IA espalha novas empresas para fora das grandes cidades dos EUA
Tese e evidências
A formação de empresas nos Estados Unidos parece estar mais descentralizada na era da IA. Segundo dados da Stripe, quase 40% dos novos negócios registrados na plataforma em 2026 estão em regiões metropolitanas com menos de 1 milhão de habitantes, uma participação 10% maior que quatro anos antes. Em Cheyenne, no Wyoming, foram criadas neste ano duas vezes mais empresas por habitante do que em Nova York; em 2022, as taxas das duas cidades eram iguais.
O movimento não começou com a IA. A atividade empreendedora já vinha se deslocando das grandes regiões metropolitanas para centros secundários desde antes da pandemia, e a mudança se intensificou durante a adoção do trabalho remoto. Ainda assim, a trajetória continuou nos anos recentes e parece ter acelerado novamente a partir de 2024, coincidindo com a chamada era da IA. De acordo com o texto, essa mudança também aparece em dados do Census e tem aproximadamente um terço da dimensão do deslocamento observado durante a pandemia.

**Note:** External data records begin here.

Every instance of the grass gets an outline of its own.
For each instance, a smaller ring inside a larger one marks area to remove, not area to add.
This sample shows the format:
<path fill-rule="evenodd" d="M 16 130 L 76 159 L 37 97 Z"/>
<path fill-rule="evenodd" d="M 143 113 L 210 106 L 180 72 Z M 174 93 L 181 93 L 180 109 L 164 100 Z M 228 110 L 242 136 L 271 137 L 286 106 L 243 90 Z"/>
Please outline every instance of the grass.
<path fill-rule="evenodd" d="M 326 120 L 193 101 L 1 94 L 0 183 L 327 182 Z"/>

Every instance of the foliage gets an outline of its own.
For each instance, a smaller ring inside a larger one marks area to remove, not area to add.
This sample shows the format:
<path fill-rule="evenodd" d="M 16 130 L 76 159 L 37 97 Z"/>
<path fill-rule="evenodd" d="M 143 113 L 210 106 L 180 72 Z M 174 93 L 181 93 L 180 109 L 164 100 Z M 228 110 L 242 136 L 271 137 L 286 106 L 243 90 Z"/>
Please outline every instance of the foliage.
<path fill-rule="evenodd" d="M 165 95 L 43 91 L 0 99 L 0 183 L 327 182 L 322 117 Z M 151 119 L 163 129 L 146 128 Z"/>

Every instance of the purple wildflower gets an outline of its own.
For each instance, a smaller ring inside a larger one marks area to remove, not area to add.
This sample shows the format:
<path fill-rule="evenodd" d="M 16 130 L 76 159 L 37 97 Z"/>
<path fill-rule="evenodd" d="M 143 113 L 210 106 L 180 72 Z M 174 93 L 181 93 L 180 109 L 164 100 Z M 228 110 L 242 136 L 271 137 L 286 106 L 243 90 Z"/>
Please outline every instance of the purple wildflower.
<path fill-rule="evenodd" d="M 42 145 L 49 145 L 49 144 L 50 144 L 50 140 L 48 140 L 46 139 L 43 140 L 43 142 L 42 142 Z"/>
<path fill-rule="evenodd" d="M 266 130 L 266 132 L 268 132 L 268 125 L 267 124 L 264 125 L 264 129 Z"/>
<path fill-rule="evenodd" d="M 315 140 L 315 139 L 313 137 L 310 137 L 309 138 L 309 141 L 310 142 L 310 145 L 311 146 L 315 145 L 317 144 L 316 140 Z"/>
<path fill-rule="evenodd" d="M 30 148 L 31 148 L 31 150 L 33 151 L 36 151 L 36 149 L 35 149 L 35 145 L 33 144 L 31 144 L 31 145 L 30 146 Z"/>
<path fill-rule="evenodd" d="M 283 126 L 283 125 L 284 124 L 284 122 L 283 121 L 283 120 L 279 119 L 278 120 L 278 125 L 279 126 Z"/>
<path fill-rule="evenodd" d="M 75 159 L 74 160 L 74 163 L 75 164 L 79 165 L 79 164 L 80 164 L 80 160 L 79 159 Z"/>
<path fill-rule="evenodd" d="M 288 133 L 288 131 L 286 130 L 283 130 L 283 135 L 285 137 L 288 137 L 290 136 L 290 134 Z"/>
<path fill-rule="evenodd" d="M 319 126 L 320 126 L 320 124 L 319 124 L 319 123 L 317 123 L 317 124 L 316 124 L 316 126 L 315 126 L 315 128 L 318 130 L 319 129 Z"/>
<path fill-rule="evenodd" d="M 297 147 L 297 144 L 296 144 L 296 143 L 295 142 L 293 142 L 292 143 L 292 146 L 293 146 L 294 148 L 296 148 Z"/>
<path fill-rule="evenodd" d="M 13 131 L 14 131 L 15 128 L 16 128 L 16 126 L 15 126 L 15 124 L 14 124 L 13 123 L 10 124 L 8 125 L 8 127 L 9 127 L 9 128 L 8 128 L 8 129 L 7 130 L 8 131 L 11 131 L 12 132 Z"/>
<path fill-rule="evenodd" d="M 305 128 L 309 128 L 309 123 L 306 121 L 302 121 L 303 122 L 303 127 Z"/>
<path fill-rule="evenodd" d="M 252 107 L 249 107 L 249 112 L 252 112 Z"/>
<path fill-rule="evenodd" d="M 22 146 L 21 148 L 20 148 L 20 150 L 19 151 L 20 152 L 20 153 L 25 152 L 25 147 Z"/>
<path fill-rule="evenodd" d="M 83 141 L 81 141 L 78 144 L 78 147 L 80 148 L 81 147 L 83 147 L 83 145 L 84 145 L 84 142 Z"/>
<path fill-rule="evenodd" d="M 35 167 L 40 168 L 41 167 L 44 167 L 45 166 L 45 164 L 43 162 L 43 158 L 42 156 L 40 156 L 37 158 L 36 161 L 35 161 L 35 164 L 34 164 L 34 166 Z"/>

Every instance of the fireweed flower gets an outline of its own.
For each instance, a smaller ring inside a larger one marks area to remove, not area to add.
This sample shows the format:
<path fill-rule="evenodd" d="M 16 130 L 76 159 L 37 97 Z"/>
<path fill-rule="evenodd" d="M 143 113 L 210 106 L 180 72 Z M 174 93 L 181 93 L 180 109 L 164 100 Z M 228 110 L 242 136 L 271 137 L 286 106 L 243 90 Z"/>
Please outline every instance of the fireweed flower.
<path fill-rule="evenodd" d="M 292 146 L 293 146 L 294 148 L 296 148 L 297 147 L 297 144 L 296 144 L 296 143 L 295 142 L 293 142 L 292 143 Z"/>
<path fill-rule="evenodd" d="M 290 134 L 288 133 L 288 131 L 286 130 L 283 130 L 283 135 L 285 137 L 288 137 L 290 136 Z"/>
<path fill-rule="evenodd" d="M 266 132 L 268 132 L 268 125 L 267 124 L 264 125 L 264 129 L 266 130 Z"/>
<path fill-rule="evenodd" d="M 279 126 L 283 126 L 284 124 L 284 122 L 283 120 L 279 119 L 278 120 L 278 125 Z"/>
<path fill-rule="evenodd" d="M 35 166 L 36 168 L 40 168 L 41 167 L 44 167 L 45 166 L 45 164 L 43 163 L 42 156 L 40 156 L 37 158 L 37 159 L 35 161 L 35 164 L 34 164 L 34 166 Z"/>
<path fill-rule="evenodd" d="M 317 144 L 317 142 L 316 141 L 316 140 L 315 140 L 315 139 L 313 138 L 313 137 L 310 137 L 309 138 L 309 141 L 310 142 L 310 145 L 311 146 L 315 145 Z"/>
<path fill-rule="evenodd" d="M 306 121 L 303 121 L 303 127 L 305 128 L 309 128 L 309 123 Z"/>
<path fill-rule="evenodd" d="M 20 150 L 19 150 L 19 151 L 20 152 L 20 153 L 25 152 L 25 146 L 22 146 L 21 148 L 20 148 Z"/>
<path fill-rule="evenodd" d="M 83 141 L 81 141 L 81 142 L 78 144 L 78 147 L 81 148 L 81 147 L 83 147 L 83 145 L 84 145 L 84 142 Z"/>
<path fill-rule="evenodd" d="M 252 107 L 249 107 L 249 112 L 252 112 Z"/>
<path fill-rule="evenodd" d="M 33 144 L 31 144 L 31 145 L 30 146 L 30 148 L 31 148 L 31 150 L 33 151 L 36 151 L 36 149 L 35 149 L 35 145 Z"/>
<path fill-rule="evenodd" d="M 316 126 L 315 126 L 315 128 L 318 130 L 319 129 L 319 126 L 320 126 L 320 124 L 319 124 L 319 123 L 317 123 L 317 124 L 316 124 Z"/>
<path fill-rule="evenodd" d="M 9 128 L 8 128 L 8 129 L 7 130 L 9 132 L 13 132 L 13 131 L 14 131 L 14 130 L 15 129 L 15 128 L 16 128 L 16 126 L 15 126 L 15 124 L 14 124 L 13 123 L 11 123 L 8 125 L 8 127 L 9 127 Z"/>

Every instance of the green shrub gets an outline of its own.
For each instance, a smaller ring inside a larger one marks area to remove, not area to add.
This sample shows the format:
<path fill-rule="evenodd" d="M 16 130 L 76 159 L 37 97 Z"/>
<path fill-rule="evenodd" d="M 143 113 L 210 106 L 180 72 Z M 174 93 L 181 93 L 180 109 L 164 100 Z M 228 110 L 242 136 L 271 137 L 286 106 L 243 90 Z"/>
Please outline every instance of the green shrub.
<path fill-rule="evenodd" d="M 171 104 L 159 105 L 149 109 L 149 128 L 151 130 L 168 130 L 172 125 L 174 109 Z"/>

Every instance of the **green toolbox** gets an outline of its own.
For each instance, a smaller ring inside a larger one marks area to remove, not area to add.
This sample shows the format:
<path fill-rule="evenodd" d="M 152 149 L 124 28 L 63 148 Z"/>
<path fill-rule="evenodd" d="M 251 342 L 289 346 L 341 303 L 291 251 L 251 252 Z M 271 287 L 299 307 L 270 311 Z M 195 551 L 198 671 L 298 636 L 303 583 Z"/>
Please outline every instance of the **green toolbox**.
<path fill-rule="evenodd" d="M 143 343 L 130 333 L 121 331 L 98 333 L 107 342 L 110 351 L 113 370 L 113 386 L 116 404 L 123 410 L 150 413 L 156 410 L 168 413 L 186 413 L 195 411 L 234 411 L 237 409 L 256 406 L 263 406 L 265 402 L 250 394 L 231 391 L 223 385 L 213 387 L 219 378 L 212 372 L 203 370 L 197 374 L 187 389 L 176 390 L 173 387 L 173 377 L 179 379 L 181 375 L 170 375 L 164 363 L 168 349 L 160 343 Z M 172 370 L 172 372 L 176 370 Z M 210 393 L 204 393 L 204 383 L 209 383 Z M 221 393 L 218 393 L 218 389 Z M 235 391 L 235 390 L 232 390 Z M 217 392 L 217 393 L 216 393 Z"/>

Cidades menores, como Hinesville, na Geórgia, Cheyenne e Fayetteville, na Carolina do Norte, aparecem entre os locais com maior densidade de novos negócios. Já Nova York, Los Angeles e San Francisco registram formação de empresas abaixo da média esperada para o tamanho de suas populações. Como o número absoluto de novos negócios aumentou em todo o país, a comparação relevante é a participação relativa de cada localidade: ela caiu nas dez maiores regiões metropolitanas e nas áreas com mais de 1 milhão de habitantes, enquanto cresceu em regiões menores e áreas micropolitanas.

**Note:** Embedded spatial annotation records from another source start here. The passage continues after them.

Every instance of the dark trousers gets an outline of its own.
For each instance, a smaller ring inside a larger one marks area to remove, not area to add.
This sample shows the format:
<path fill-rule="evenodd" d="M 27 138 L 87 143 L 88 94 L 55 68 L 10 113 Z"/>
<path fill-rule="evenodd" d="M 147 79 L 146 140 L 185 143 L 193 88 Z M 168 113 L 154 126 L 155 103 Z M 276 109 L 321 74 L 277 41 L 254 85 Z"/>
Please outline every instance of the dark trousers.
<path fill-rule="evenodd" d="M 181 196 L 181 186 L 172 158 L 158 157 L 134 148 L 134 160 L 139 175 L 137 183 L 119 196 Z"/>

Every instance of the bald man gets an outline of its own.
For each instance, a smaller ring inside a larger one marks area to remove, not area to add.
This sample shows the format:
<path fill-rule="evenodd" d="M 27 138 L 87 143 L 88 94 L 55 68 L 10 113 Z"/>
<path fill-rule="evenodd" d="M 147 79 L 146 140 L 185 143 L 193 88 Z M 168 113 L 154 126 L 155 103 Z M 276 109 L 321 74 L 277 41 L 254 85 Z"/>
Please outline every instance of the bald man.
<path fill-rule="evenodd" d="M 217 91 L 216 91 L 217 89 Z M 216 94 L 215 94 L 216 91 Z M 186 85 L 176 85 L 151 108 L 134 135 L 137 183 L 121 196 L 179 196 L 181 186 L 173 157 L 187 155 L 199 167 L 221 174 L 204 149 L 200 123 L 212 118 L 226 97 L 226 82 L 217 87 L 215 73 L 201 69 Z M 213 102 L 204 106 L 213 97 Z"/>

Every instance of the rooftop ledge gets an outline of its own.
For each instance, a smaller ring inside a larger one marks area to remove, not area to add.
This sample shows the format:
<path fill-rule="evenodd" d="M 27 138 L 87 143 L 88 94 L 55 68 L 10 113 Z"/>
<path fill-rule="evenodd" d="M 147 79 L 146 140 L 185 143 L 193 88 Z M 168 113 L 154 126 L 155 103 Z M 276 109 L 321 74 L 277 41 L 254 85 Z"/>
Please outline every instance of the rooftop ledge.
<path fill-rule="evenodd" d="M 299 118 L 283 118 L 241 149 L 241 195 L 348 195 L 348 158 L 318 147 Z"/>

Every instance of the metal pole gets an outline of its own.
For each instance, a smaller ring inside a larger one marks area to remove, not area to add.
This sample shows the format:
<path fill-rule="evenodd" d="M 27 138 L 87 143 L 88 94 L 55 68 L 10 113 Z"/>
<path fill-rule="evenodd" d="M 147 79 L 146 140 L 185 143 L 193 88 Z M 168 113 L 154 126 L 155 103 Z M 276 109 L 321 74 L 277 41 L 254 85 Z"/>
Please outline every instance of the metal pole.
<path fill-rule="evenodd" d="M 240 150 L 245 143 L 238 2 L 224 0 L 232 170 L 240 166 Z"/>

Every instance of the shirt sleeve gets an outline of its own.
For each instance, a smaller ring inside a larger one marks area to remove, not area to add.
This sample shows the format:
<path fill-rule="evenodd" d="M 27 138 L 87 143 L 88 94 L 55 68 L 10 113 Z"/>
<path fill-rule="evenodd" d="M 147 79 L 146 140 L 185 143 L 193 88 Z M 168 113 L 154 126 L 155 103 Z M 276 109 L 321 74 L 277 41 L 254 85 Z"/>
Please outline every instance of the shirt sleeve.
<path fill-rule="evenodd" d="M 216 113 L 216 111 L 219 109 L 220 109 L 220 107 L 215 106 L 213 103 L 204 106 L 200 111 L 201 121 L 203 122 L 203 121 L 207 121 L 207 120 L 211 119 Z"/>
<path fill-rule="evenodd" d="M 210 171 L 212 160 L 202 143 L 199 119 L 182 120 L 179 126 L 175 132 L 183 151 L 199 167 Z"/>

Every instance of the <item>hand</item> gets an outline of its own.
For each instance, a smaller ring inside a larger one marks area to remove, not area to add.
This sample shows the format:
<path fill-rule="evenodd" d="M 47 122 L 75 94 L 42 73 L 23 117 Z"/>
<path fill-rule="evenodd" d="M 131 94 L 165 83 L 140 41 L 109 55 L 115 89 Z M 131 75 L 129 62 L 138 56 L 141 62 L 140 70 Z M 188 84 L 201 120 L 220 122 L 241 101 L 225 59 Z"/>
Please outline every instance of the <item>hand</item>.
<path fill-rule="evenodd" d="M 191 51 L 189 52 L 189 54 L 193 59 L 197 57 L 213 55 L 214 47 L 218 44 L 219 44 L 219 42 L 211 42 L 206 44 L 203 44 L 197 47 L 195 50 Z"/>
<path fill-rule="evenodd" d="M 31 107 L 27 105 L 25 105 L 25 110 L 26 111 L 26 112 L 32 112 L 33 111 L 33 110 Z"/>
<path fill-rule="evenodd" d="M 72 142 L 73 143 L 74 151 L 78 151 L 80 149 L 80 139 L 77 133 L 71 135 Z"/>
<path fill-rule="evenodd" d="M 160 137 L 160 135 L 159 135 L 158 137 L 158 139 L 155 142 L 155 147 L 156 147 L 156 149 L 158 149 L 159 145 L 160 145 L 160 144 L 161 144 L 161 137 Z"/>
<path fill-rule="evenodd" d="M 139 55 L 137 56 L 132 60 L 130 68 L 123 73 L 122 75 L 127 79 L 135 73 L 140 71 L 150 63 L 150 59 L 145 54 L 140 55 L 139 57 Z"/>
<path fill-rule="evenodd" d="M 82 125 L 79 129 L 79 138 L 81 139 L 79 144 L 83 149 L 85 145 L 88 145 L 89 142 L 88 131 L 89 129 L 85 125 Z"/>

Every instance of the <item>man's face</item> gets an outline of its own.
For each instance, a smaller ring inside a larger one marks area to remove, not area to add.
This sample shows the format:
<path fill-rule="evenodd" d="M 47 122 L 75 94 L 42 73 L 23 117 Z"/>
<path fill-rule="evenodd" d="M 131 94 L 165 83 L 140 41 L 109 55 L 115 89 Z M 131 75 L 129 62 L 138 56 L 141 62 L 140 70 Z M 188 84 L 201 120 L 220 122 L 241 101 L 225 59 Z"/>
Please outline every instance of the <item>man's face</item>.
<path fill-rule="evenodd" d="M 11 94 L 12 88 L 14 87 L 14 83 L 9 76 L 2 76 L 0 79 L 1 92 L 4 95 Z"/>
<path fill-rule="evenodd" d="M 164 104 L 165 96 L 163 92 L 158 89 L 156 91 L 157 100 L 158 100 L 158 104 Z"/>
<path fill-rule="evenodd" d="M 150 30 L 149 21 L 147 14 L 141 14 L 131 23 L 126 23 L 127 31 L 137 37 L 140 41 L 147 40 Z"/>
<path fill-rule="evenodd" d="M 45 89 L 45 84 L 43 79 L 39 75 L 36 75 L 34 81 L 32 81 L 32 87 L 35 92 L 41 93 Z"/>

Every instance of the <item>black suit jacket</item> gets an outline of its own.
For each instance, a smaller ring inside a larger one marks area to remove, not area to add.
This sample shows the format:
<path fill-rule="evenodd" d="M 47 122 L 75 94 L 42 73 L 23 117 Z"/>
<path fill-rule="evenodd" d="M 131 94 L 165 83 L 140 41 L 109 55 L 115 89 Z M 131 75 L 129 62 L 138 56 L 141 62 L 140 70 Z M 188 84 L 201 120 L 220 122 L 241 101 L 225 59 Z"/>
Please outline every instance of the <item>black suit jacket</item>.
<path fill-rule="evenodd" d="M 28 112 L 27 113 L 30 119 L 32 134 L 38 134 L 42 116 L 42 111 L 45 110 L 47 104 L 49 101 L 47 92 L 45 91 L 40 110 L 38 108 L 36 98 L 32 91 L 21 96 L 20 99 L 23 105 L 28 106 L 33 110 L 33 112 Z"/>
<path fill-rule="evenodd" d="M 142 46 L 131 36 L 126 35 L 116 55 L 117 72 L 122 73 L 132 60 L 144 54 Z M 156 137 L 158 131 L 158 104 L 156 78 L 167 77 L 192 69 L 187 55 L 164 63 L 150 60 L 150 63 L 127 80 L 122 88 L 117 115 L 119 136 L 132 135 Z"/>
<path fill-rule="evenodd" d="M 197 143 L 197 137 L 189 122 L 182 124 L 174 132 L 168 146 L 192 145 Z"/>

Subúrbios e limites da interpretação
Dentro das grandes regiões metropolitanas, os novos negócios também estão menos concentrados nos centros urbanos e nas áreas de maior densidade. Cerca de 80% dos registros ocorrem fora do centro e do anel interno de alta densidade. Em Houston, 37% das novas empresas foram abertas nos subúrbios externos em 2026, quatro pontos percentuais acima de 2023; tendência semelhante aparece na maioria das grandes regiões analisadas.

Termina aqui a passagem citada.